Ferdinando Pacitti

Alfonso Pacitti
updated 13 May 2024

Ferdinando was the second child of Antonio Pacitto & Annamaria Pacitto. Ferdinando was born 25th April 1842 at Cerasuolo. In 1865, he married Pasqua Coia and they had seven children together before Pasqua died in 1880. Left a widow to look after two young children (Carmine and Gerardo), Ferdinando married a second time to Mariantonia Pacitti on March 4th 1883 at Cerasuolo. Together they had six children. The Scottish marriage certificates of some of his children gave his occupation as a farmer.

Ferdinando died at Cerasuolo on 19th August 1899 and Mariantonia continued to live at Cerasuolo until her own death in 1919. Gerardo, the eldest surviving male also remained at Cerasuolo in Italy where he died in 1939. The other children emigrated to the UK between 1900 and 1920.

Mariantonia Pacitti continued to live in Italy.

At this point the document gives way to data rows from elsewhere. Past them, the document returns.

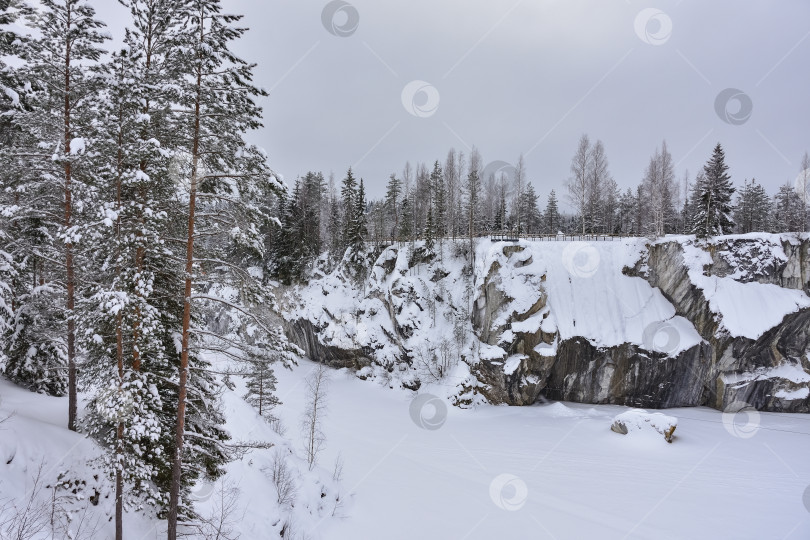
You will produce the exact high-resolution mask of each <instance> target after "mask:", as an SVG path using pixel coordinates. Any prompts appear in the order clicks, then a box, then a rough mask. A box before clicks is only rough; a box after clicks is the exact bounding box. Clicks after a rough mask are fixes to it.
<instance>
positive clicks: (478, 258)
mask: <svg viewBox="0 0 810 540" xmlns="http://www.w3.org/2000/svg"><path fill="white" fill-rule="evenodd" d="M459 250H460V248H459V247H458V246H447V245H446V246H444V250H443V251H439V252H438V253H437V254H425V253H424V251H419V250H417V251H416V252H415V251H413V250H412V249H411V248H410V247H408V246H403V247H401V248H388V249H386V250H385V251H384V252H383V253H382V254H381V255H380V256H379V257H377V258H371V259H369V268H370V270H369V271H368V272H367V275H366V276H365V277H363V278H362V279H354V280H352V279H348V278H346V276H345V275H344V274H342V273H341V272H342V271H341V270H340V267H338V269H337V270H335V271H333V272H330V273H326V272H321V273H317V274H316V276H315V279H313V280H312V281H311V282H310V284H309V285H307V286H306V287H302V288H299V289H297V290H295V291H291V292H290V293H289V294H288V298H287V302H286V303H285V304H286V305H287V308H285V317H286V318H287V320H288V322H287V324H286V332H287V335H288V337H289V338H290V339H291V340H292V341H294V342H295V343H297V344H298V345H299V346H300V347H301V348H303V349H304V350H305V351H306V352H307V354H308V355H309V356H310V357H312V358H314V359H317V360H320V361H324V362H326V363H328V364H330V365H333V366H336V367H337V366H340V367H343V366H345V367H351V368H353V369H355V370H358V375H359V376H361V377H363V378H367V377H372V378H380V377H381V378H382V379H383V380H384V381H385V382H387V383H389V384H392V385H393V384H394V383H397V384H401V385H403V386H406V387H408V388H413V389H416V388H419V386H420V385H421V384H423V383H426V382H436V381H444V382H445V383H450V384H451V385H452V384H455V385H456V390H455V392H456V394H457V402H458V403H461V404H464V403H470V402H471V401H474V400H475V399H481V398H484V399H486V400H487V401H489V402H491V403H506V404H510V405H529V404H532V403H535V402H536V401H537V400H538V399H541V398H548V399H558V400H566V401H578V402H584V403H614V404H622V405H629V406H636V407H645V408H656V407H676V406H692V405H709V406H712V407H715V408H719V409H724V408H726V407H728V406H729V405H731V404H737V405H738V404H739V403H744V404H746V405H751V406H754V407H756V408H758V409H761V410H773V411H790V412H810V358H808V354H810V298H808V293H810V237H808V236H807V235H805V236H802V237H800V236H796V235H792V236H791V235H781V236H777V235H757V236H753V235H752V236H731V237H723V238H720V239H717V240H715V241H713V242H710V243H697V242H695V241H694V239H693V238H689V237H675V238H668V239H664V240H659V241H657V242H652V243H650V242H648V241H645V240H643V239H639V240H636V239H633V240H625V241H622V242H615V243H613V242H594V243H590V244H589V243H583V242H573V243H563V242H521V243H519V244H510V243H492V242H490V241H489V240H483V241H481V242H480V243H479V246H478V248H477V249H476V253H475V255H476V263H475V266H474V267H473V268H472V269H471V268H470V267H469V266H468V265H466V264H465V263H464V260H465V257H463V254H462V253H460V252H459ZM738 402H739V403H738Z"/></svg>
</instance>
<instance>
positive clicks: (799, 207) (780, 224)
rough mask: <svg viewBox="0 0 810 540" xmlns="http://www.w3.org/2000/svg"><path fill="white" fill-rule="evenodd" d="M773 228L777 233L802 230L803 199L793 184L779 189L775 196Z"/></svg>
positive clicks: (785, 186)
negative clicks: (796, 189)
mask: <svg viewBox="0 0 810 540" xmlns="http://www.w3.org/2000/svg"><path fill="white" fill-rule="evenodd" d="M773 207H774V215H773V228H774V230H776V232H799V231H801V230H802V225H803V224H802V214H803V209H802V199H801V196H800V195H799V194H798V193H796V189H795V188H794V187H793V185H792V184H790V183H786V184H784V185H782V186H780V187H779V191H778V192H777V193H776V195H775V196H774V204H773Z"/></svg>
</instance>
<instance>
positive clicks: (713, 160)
mask: <svg viewBox="0 0 810 540" xmlns="http://www.w3.org/2000/svg"><path fill="white" fill-rule="evenodd" d="M703 173H704V178H703V181H702V182H701V183H700V188H699V189H700V191H699V194H700V198H699V200H698V205H697V207H696V211H695V216H694V218H693V226H692V232H693V233H695V234H696V235H697V237H698V238H706V237H710V236H716V235H720V234H728V233H730V232H732V229H733V227H734V221H733V219H732V217H731V197H732V195H734V187H733V186H732V185H731V177H730V176H729V175H728V165H726V155H725V152H723V147H722V146H720V143H717V146H715V147H714V152H713V154H712V157H711V159H710V160H709V161H708V162H707V163H706V165H705V166H704V167H703Z"/></svg>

According to my father, she did visit her family in Scotland on one occasion round about 1920 but, happy that they were all doing well, she returned to Italy where she died sometime between 1925 and 1930.

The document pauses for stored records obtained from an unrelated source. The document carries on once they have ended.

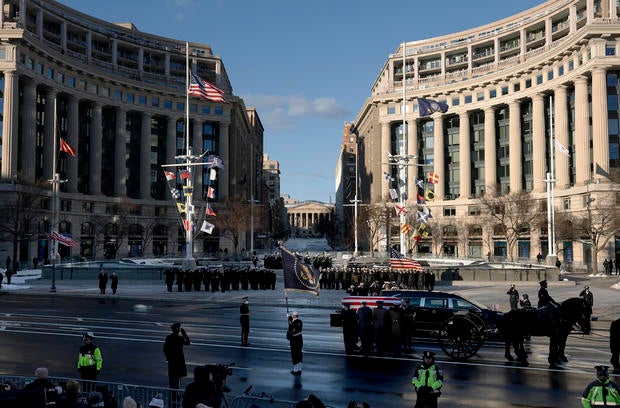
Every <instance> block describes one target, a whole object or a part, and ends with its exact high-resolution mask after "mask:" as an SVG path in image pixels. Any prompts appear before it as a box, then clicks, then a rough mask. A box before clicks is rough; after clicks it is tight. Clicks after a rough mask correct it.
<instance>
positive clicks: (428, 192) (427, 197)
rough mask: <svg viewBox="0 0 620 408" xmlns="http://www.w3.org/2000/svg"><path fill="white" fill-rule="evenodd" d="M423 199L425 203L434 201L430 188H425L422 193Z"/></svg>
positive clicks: (434, 196)
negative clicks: (425, 202)
mask: <svg viewBox="0 0 620 408" xmlns="http://www.w3.org/2000/svg"><path fill="white" fill-rule="evenodd" d="M424 198H425V199H426V201H435V192H433V190H431V189H430V188H427V189H426V192H425V193H424Z"/></svg>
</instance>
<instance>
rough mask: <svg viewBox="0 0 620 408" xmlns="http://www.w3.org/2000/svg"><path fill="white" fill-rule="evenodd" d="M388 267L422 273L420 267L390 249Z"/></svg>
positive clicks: (391, 249)
mask: <svg viewBox="0 0 620 408" xmlns="http://www.w3.org/2000/svg"><path fill="white" fill-rule="evenodd" d="M390 267H392V268H394V269H412V270H414V271H422V265H420V264H419V263H418V262H416V261H414V260H413V259H410V258H405V257H404V256H403V254H401V253H400V252H398V251H397V250H395V249H394V248H390Z"/></svg>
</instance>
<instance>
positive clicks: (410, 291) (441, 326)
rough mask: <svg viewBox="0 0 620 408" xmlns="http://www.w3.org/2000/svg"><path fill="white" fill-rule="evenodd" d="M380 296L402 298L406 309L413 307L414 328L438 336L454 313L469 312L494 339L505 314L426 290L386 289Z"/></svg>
mask: <svg viewBox="0 0 620 408" xmlns="http://www.w3.org/2000/svg"><path fill="white" fill-rule="evenodd" d="M381 296H393V297H398V298H400V299H402V304H403V306H407V305H411V306H413V309H414V310H415V313H416V317H415V328H416V332H418V334H426V335H432V336H435V335H437V333H438V332H439V330H441V329H442V327H443V325H444V323H445V322H446V321H447V320H448V319H449V318H451V317H453V316H454V315H455V314H459V313H466V312H470V313H472V314H474V315H476V316H478V317H479V318H480V319H481V320H482V321H483V322H484V325H485V326H486V330H487V334H488V335H489V336H490V337H491V338H493V337H495V336H494V335H495V334H497V328H498V326H499V322H500V320H501V318H502V315H503V313H502V312H499V311H495V310H493V309H490V308H489V307H487V306H485V305H483V304H481V303H478V302H476V301H474V300H471V299H467V298H464V297H462V296H460V295H457V294H454V293H449V292H435V291H432V292H429V291H423V290H383V291H381Z"/></svg>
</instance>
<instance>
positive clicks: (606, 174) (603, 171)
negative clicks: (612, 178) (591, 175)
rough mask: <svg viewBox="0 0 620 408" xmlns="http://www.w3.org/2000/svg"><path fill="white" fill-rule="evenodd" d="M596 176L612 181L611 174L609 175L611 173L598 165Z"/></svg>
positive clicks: (596, 164)
mask: <svg viewBox="0 0 620 408" xmlns="http://www.w3.org/2000/svg"><path fill="white" fill-rule="evenodd" d="M596 174H598V175H599V176H603V177H606V178H608V179H610V180H611V174H609V172H608V171H606V170H605V169H604V168H602V167H601V166H600V165H599V164H598V163H596Z"/></svg>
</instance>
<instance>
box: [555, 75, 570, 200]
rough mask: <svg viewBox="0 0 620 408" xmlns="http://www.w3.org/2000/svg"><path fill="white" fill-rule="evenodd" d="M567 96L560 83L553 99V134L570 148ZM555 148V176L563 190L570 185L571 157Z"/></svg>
mask: <svg viewBox="0 0 620 408" xmlns="http://www.w3.org/2000/svg"><path fill="white" fill-rule="evenodd" d="M567 97H568V93H567V91H566V86H565V85H560V86H557V87H556V88H555V97H554V100H553V111H554V113H553V116H554V122H555V124H554V125H555V126H554V129H553V135H554V137H555V140H557V141H558V142H559V143H561V144H562V145H564V146H566V147H568V148H570V144H569V141H568V109H567ZM554 149H555V170H554V176H555V179H556V180H557V182H556V189H559V190H563V189H566V188H568V187H569V185H570V174H569V172H568V169H569V164H570V161H569V160H570V158H569V157H568V156H566V155H565V154H563V153H560V152H559V151H558V149H557V148H556V147H555V146H554Z"/></svg>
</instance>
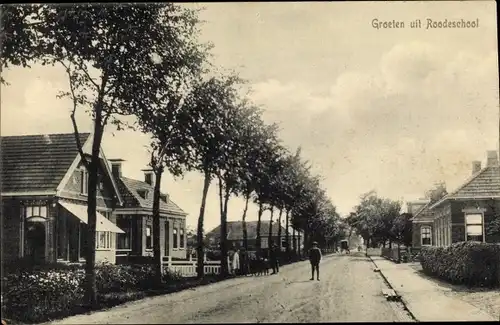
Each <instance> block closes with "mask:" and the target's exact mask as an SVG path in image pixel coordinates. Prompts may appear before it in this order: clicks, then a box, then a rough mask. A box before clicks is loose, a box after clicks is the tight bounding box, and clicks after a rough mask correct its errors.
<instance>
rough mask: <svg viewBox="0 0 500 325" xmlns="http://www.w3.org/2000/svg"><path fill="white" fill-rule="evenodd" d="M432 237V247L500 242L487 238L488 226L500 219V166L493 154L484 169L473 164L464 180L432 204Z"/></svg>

The family tree below provides detail on Ferdinando's thirteen children.

Pacitti Ferdinando

My father’s confirmation godfather, Pietro Jacobelli, provided some further background.

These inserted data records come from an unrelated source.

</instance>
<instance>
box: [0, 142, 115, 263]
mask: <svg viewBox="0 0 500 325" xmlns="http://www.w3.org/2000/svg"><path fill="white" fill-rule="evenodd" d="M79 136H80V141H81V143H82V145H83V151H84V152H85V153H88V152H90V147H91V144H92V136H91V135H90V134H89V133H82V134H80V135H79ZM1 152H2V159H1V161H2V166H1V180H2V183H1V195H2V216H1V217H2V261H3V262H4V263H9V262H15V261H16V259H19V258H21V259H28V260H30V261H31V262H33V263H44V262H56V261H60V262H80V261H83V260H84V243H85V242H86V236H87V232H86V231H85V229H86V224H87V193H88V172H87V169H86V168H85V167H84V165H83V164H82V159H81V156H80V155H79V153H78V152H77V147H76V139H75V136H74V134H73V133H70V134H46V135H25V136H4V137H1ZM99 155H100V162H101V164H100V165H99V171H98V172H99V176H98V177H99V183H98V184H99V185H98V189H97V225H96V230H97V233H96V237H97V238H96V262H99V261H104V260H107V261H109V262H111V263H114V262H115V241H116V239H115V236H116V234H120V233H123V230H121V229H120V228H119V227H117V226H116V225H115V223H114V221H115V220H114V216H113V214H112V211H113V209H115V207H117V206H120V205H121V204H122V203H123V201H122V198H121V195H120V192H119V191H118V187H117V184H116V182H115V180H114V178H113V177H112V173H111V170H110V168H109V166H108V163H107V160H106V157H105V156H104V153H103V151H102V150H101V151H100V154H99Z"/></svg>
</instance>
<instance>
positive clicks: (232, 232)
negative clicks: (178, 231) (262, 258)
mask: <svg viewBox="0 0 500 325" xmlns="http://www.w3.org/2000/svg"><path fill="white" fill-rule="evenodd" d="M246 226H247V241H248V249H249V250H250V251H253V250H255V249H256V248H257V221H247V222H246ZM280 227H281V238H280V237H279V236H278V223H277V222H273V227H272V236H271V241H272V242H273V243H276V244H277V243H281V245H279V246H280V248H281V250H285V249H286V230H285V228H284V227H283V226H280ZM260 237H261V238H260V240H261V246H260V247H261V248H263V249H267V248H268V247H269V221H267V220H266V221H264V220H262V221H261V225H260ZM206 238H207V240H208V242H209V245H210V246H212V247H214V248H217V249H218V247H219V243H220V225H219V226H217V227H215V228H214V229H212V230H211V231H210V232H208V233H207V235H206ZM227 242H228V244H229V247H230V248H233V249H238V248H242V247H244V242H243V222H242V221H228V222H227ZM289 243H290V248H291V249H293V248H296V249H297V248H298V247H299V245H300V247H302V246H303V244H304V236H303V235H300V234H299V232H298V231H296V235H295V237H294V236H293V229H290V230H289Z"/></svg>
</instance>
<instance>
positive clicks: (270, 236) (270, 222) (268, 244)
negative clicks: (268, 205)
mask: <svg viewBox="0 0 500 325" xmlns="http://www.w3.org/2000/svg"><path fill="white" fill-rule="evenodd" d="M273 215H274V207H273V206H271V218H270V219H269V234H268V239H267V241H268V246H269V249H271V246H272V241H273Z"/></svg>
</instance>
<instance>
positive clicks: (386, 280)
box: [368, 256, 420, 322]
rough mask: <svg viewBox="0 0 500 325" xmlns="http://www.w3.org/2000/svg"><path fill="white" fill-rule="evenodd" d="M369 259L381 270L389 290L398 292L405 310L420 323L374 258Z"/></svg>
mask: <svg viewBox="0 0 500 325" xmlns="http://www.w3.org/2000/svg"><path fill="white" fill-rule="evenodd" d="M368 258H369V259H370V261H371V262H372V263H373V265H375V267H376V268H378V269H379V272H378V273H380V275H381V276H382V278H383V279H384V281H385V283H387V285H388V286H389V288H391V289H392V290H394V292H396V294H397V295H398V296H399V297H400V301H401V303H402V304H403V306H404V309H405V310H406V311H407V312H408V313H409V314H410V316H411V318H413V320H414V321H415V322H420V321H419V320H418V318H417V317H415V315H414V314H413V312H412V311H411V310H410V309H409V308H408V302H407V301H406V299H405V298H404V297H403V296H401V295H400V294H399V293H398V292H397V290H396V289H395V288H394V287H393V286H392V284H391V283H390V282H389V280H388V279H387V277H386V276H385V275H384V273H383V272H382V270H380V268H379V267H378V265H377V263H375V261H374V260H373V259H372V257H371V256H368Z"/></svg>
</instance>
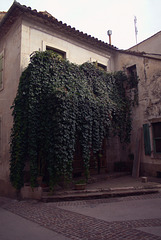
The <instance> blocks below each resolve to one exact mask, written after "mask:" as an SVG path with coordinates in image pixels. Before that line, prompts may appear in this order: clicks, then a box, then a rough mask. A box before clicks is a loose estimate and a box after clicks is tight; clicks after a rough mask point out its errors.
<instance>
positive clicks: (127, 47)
mask: <svg viewBox="0 0 161 240" xmlns="http://www.w3.org/2000/svg"><path fill="white" fill-rule="evenodd" d="M18 2H19V3H21V4H22V5H26V6H27V7H31V8H32V9H36V10H37V11H45V10H46V11H47V12H49V13H50V14H52V15H53V16H54V17H55V18H57V19H58V20H59V21H62V22H63V23H66V24H67V25H70V26H71V27H75V28H76V29H77V30H79V31H82V32H84V33H87V34H89V35H91V36H93V37H96V38H98V39H99V40H102V41H104V42H107V43H109V37H108V35H107V31H108V30H112V36H111V41H112V45H114V46H116V47H117V48H119V49H128V48H130V47H132V46H134V45H135V44H136V35H135V25H134V17H135V16H136V19H137V23H136V26H137V30H138V33H137V43H139V42H141V41H143V40H145V39H147V38H149V37H150V36H152V35H154V34H155V33H157V32H159V31H161V14H160V12H161V0H18ZM12 4H13V0H1V2H0V11H8V9H9V8H10V6H11V5H12Z"/></svg>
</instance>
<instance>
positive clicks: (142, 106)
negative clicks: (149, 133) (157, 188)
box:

My father had met Signor Jacobelli in Italy many years after his confirmation; Jacobelli was a first class tailor by trade and at this time he was one of the wise old men in the town of Cerasuolo. He told my father that Ferdinando had been employed as the ‘fattore’ (a bailiff or steward) for the Duca di Marotta, a local land owner. The ducal family of Marotta were well known and respected in the area and one of the Dukes was responsible for providing funds to build the imprsesive church of San Pasquale Baylon in Cerasuolo.
Ferdinando died relatively young leaving a widow, six sons and a daughter. This would tie in with the other facts of that time; Gerardo, the eldest, remained in Italy; Carmine, next oldest, emigrated to London in 1900 shortly after getting married at Cerasuolo, and then some years later to Scotland; all of the remaining children of Ferdinando followed suit over the next 15 years or so.